Die Entscheidung des Gerichts

Der BGH ist anderer Auffassung und gibt der Eigentümerin (bzw. dem Zessionar) insofern Recht, als gegen den Makler ein Anspruch aus § 280 Abs. 1 S. 1 BGB auf Rückabwicklung des Kaufvertrags bestehe. Dieser habe seine Pflichten aus dem Makleralleinauftrag u.a. dadurch verletzt, dass er Kaufangebote unzutreffend oder gar nicht weitergeleitet habe, dass er Interessenten überhöhte Preisvorstellungen genannt habe und später nicht mehr tätig geworden sei. Ein Verkäufermakler habe u.a. durch eine realistische Preisgestaltung die Voraussetzungen für den beabsichtigten Verkauf zu schaffen. Im Rahmen eines Alleinauftrags habe er auch, anders als beim einfachen Maklervertrag, eine Verpflichtung zum Tätigwerden.

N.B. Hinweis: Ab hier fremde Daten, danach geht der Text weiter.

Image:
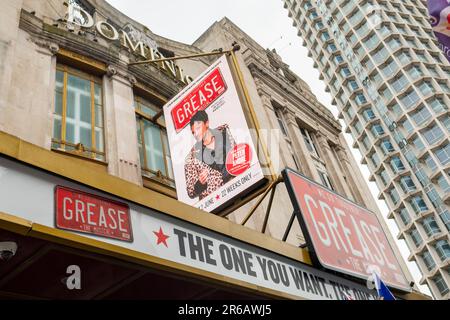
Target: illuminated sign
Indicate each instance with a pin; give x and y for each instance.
(83, 212)
(169, 239)
(131, 38)
(344, 236)
(213, 155)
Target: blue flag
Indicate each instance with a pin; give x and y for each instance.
(382, 289)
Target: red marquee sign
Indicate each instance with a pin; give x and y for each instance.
(83, 212)
(344, 236)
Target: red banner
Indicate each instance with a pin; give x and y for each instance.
(199, 98)
(344, 236)
(83, 212)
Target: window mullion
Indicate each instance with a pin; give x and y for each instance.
(93, 120)
(144, 151)
(64, 108)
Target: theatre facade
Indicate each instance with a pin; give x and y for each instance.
(88, 204)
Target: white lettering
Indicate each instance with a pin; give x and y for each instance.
(79, 209)
(111, 214)
(322, 236)
(99, 27)
(65, 210)
(90, 213)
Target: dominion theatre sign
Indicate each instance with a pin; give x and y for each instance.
(131, 38)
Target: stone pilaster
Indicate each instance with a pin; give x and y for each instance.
(120, 127)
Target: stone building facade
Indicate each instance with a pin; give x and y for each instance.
(66, 86)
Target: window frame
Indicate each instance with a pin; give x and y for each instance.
(141, 116)
(79, 149)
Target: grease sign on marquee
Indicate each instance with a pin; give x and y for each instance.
(344, 236)
(86, 213)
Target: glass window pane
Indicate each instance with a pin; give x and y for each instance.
(57, 128)
(59, 80)
(85, 137)
(153, 147)
(98, 94)
(98, 116)
(58, 103)
(70, 132)
(99, 140)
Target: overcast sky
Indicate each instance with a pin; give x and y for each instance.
(268, 24)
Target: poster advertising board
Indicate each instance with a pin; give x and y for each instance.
(213, 156)
(344, 236)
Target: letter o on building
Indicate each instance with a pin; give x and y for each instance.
(99, 26)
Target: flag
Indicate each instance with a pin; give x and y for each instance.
(439, 11)
(382, 289)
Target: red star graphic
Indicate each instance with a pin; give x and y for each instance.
(161, 237)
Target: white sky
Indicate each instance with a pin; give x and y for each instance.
(267, 22)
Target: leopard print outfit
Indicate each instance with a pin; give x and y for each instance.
(193, 166)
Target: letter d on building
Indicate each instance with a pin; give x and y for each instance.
(74, 279)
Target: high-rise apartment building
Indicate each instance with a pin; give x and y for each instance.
(390, 81)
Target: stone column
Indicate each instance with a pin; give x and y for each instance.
(9, 29)
(350, 172)
(121, 143)
(332, 167)
(301, 151)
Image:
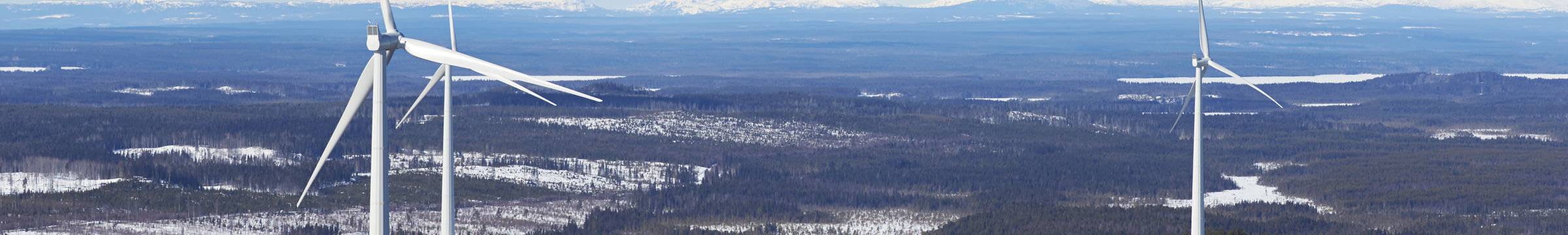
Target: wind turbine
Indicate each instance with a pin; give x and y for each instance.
(1196, 96)
(374, 79)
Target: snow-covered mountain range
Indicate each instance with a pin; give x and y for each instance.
(698, 7)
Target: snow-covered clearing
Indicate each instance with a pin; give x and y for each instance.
(229, 90)
(500, 218)
(1541, 76)
(1162, 99)
(48, 182)
(1208, 114)
(751, 131)
(1010, 99)
(542, 77)
(1032, 116)
(1249, 192)
(150, 91)
(1327, 104)
(1487, 134)
(1277, 165)
(203, 154)
(562, 174)
(882, 96)
(892, 221)
(1264, 80)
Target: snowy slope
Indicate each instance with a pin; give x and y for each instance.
(698, 7)
(44, 182)
(203, 154)
(562, 174)
(502, 218)
(888, 221)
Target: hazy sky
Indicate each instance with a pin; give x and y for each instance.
(602, 4)
(1237, 4)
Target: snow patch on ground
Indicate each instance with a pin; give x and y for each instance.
(1032, 116)
(562, 174)
(1208, 114)
(751, 131)
(150, 91)
(499, 218)
(1487, 134)
(1249, 192)
(892, 221)
(1264, 80)
(1327, 104)
(48, 182)
(1010, 99)
(203, 154)
(229, 90)
(882, 96)
(1272, 166)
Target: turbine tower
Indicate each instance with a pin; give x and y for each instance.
(374, 79)
(1196, 96)
(449, 162)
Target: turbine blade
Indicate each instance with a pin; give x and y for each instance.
(438, 54)
(361, 91)
(1184, 104)
(1244, 80)
(433, 80)
(386, 16)
(1203, 30)
(451, 29)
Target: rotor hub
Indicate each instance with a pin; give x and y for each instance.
(1200, 61)
(378, 41)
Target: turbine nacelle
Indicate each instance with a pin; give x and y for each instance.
(378, 41)
(1200, 61)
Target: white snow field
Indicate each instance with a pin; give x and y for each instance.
(1249, 192)
(882, 96)
(203, 154)
(499, 218)
(683, 124)
(1327, 104)
(890, 221)
(1010, 99)
(1264, 80)
(150, 91)
(1488, 134)
(563, 174)
(48, 182)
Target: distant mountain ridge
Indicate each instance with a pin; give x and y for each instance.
(140, 13)
(698, 7)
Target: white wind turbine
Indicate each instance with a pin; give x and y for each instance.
(374, 79)
(1196, 96)
(449, 162)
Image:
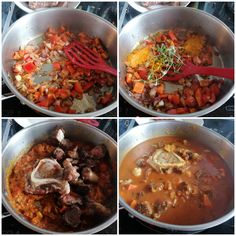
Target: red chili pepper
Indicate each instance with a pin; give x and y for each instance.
(70, 69)
(78, 88)
(198, 96)
(63, 93)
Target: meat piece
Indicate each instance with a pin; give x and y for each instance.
(58, 154)
(73, 153)
(47, 177)
(147, 173)
(89, 175)
(59, 134)
(137, 171)
(161, 206)
(98, 151)
(70, 172)
(36, 5)
(72, 216)
(66, 143)
(81, 187)
(141, 163)
(126, 182)
(182, 187)
(144, 208)
(71, 199)
(154, 187)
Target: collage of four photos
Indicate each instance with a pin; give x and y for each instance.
(117, 117)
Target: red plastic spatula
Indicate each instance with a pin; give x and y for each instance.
(84, 57)
(191, 69)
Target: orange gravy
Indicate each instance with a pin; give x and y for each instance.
(185, 212)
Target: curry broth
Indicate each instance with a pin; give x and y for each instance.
(185, 212)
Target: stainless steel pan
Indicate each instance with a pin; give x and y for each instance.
(35, 24)
(24, 139)
(213, 140)
(181, 18)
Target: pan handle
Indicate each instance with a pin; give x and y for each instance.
(7, 96)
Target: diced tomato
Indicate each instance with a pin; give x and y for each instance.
(42, 89)
(128, 78)
(172, 36)
(87, 86)
(161, 89)
(56, 66)
(198, 96)
(29, 67)
(138, 87)
(53, 38)
(163, 37)
(51, 98)
(73, 93)
(52, 90)
(44, 103)
(78, 88)
(190, 101)
(143, 73)
(204, 83)
(174, 98)
(188, 92)
(64, 38)
(206, 95)
(63, 93)
(106, 98)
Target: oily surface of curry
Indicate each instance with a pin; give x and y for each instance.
(198, 192)
(63, 185)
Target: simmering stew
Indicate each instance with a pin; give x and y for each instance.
(176, 181)
(63, 185)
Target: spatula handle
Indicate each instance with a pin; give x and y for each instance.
(221, 72)
(108, 69)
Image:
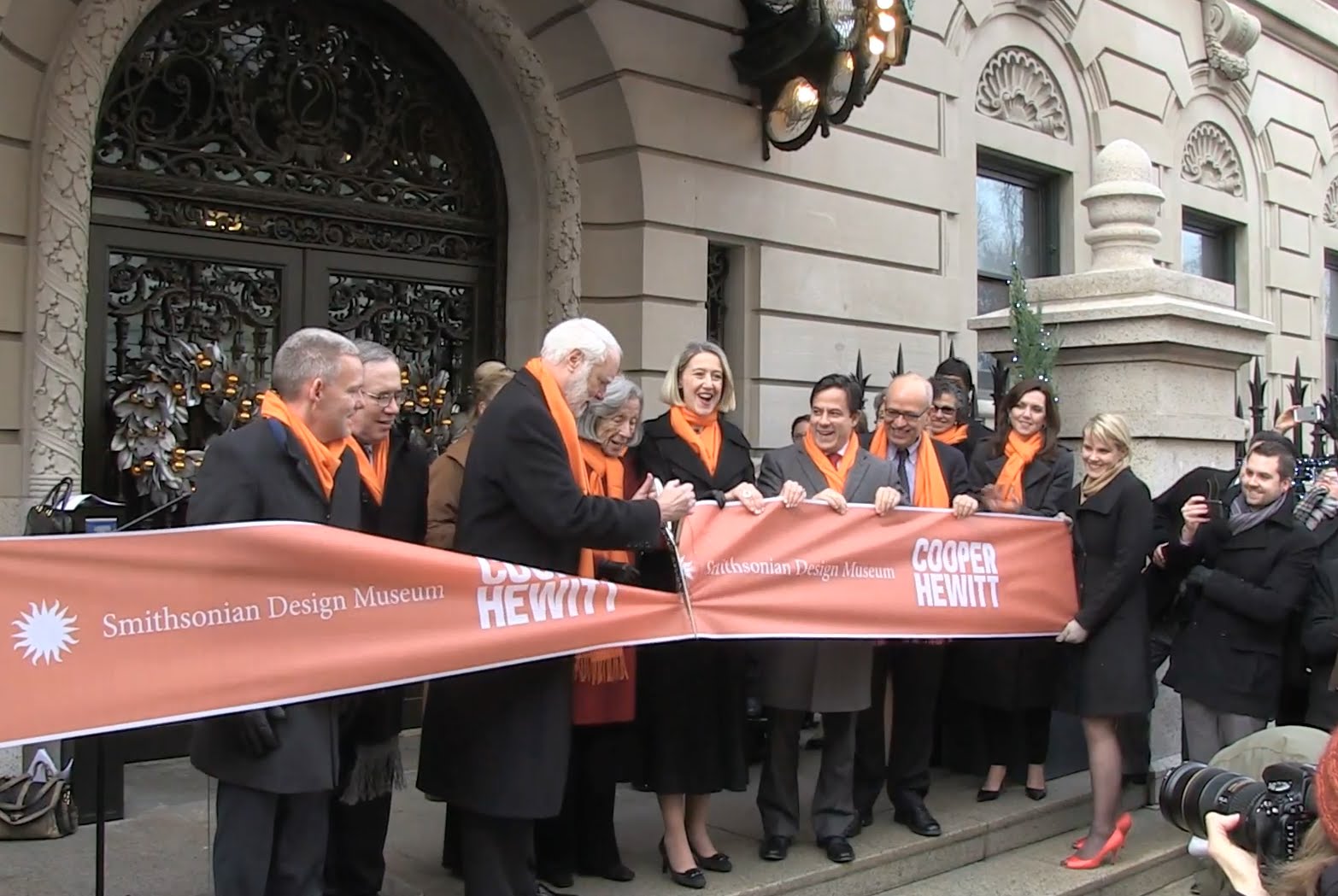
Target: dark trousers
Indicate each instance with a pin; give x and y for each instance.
(1135, 732)
(1005, 730)
(269, 844)
(917, 671)
(778, 789)
(582, 837)
(355, 858)
(496, 855)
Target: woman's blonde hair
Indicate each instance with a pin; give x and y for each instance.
(1113, 430)
(671, 392)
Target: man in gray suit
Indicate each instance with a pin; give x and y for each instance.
(804, 676)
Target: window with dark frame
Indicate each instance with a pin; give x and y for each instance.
(1330, 316)
(1017, 220)
(1207, 246)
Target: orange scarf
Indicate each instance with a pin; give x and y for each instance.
(326, 456)
(566, 421)
(706, 444)
(373, 470)
(605, 475)
(1020, 451)
(954, 436)
(930, 486)
(835, 477)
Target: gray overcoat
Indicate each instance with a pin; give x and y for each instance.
(819, 676)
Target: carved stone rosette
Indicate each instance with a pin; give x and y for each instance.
(1212, 160)
(1017, 87)
(1229, 32)
(75, 85)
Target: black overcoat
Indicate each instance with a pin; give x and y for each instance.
(1108, 674)
(376, 716)
(496, 742)
(1013, 673)
(260, 472)
(1229, 655)
(690, 695)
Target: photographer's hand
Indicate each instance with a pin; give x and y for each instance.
(1241, 868)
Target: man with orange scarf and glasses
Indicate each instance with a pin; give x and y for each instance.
(817, 676)
(277, 766)
(394, 474)
(496, 744)
(934, 477)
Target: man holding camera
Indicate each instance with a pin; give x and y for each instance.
(1247, 565)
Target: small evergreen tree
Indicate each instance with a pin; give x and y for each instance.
(1035, 344)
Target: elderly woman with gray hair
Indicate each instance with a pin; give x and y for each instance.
(582, 839)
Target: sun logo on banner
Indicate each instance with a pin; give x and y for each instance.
(44, 633)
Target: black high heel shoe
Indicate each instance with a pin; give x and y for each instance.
(692, 879)
(719, 863)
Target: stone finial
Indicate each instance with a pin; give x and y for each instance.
(1229, 32)
(1123, 205)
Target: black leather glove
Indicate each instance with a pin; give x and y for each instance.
(255, 730)
(1198, 576)
(617, 572)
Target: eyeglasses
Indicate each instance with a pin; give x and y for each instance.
(890, 415)
(385, 399)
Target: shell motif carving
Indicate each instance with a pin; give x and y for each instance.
(1018, 89)
(1210, 160)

Im Rahmen der Naturalrestitution (§ 249 Abs. 1 BGB) könne der Geschädigte wählen, ob er den gesamten Vertrag rückgängig machen wolle oder ob er am Vertrag festhalte und (nur) den zusätzlichen Schaden geltend mache. Zwar sei ein Makler, der aufgrund einer Pflichtverletzung seinem Auftraggeber zum Schadensersatz verpflichtet sei, zu einer Rückabwicklung des Grundstückkaufvertrags mit dem Dritten regelmäßig nicht in der Lage. Dies sei hier aber anders, weil der Makler in Gemeinschaft mit einem Dritten das Grundstück selbst erworben habe. Daher sei der Schadensersatzanspruch entgegen der Auffassung des OLG Celle nicht auf den Ausgleich des zusätzlichen Schadens beschränkt.

Allerdings könne der Makler nur seinen ideellen Grundstücksanteil zurückübertragen, nicht das Grundstück insgesamt. Dazu bedürfe es der Mitwirkung des weiteren Käufers. Gegen diesen bestehe aber nur dann ein entsprechender Anspruch, wenn er sich das Verhalten des Maklers zurechnen lassen müsse oder selbst schadensersatzpflichtig sei. Da die Vorinstanzen hierzu bisher keine ausreichenden Feststellungen getroffen hätten, sei die Sache insofern an das Berufungsgericht zurückzuweisen.